You must have at least two shareholders.
- the Aktiengesellschaft (AG) ( AktG ) (including the REIT-Aktiengesellschaft (REIT-AG) ( REITG ), the investment stock corporation with variable capital (InvestmentAG [m. changeable capital]) ( ff. KAGB ), which in turn includes the investment stock corporation with variable capital with sub-company assets (Investment AG [m. changeable capital] m. sub-company assets) ( and (1) sentence 2 and paragraph 2 KAGB), and the investment stock corporation with fixed capital (InvestmentAG) ( ff . KAGB)),
- the European Company (SE) ( ) and
- the limited liability company (GmbH) ( GmbHG ) (including the gGmbH , which exclusively and directly pursues tax-privileged purposes according to §§ 51 to 68 of the tax code ( sentence 2 GmbHG in conjunction with - AO ) and the entrepreneurial company (limited liability) ( GmbHG)) for which one partner is sufficient ( (1) GmbHG, (2) AktG) and
- the partnership limited by shares (KGaA), which requires at least 2 shareholders.
- the registered cooperative (e. G.) ( Genossenschaftsgesetz (GenG)) and
- the European Cooperative Society (SCE) ( ).
The number of members of a registered cooperative must be at least three (GenG). An SCE can be founded by at least five natural persons (Article 2 Paragraph 1 of ).

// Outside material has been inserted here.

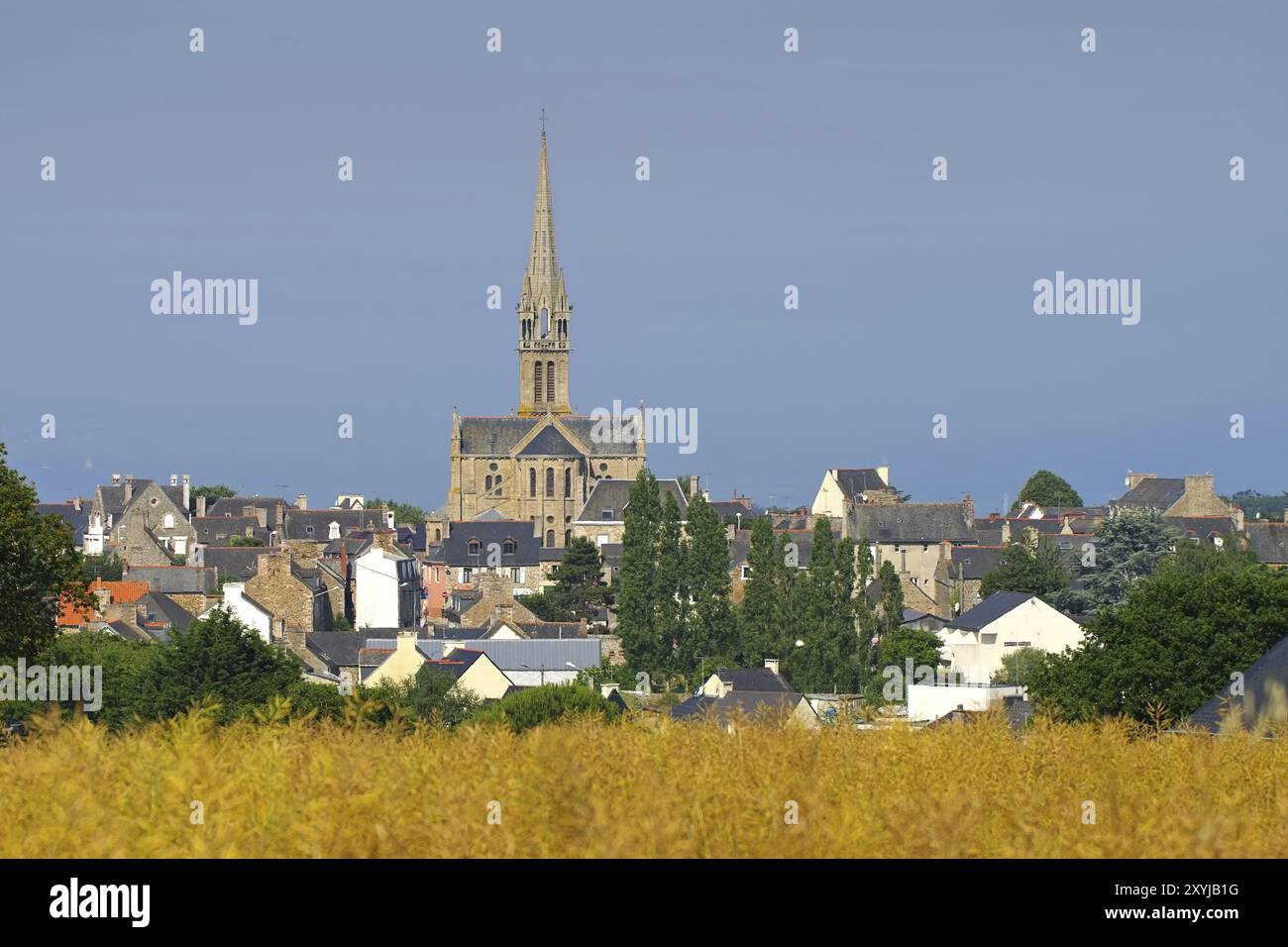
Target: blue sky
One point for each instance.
(811, 169)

The German Civil Code (BGB) speaks of joint ownership if the assets of the community are special assets to which the community is entitled "to the whole hand" (ie jointly). This applies to the corporate forms of GbR, OHG and KG ( BGB as well as and HGB ); also for some other associations of persons such as the unincorporated association (to which the regulations on the society apply although it is not a society, BGB), the community of property (with the common property, and BGB) and the community of heirs ( BGB).

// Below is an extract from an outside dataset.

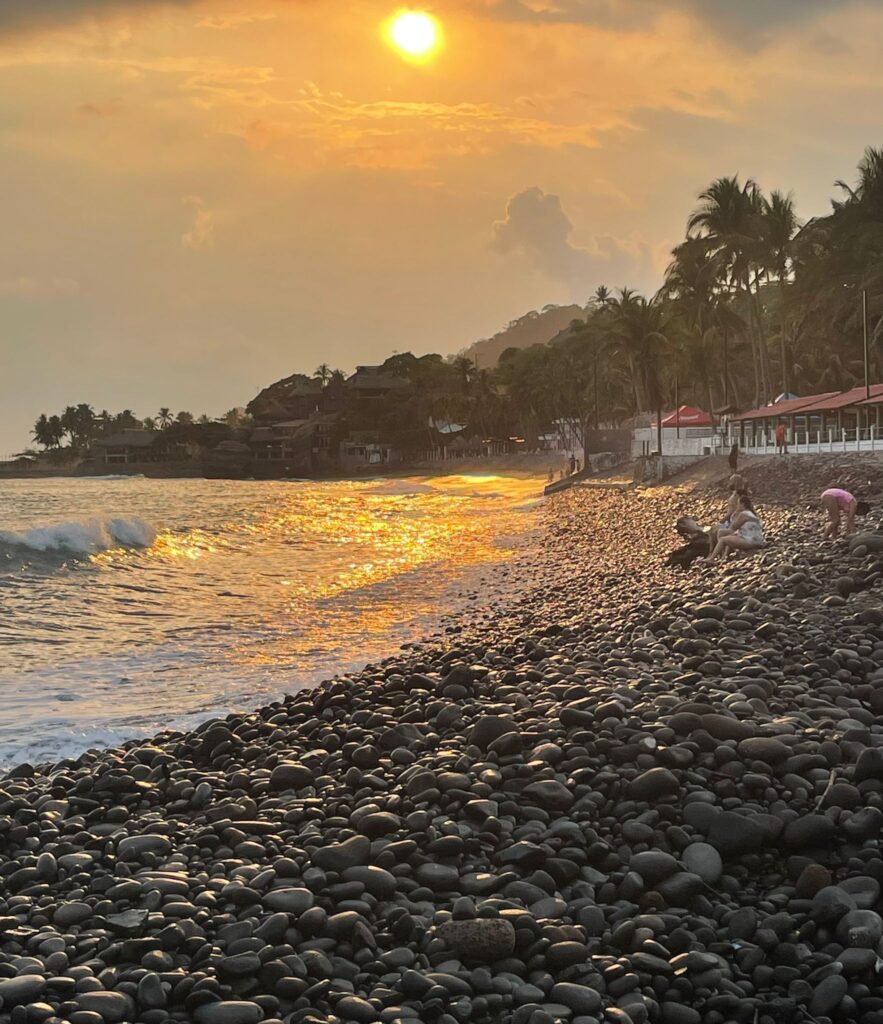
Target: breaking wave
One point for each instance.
(83, 538)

Only the legal forms prescribed by law can be created, possibly as a mixed form ( GmbH & Co. KG ). However, the European Court of Justice (ECJ) has ruled that a company founded in one EU member state must be recognized in another member state if it moves its registered office there. This makes it possible to establish national company forms in addition to the German and EU-wide introduced supranational company forms ( EWIV , SE and SCE ). For these supranational forms of company, EU regulations contain directly applicable law in Germany.
- Petra Dulf / Christoph Martin / Thomas Wiegmann, Accounting for Partnerships , 2010, p. 15.
- Julia Preußer, Corporate Law. Examination knowledge, multiple choice tests, laws, judgments , 2007, ISBN 978-3-448-08270-8 , p. 6.
- BGHZ 24, 106
- Werner Nägel: One-man companies in German and European law . 2004, p. 29 ( limited preview in Google Book search).
- Barbara Grünewald, Corporate Law , 2008, p. 5.
- ECJ NJW 2003, 3331
- Julia Preußer, Corporate Law. Exam Knowledge, Multiple Choice Tests, Laws, Judgments , 2007, ISBN 978-3-448-08270-8 , p. 12.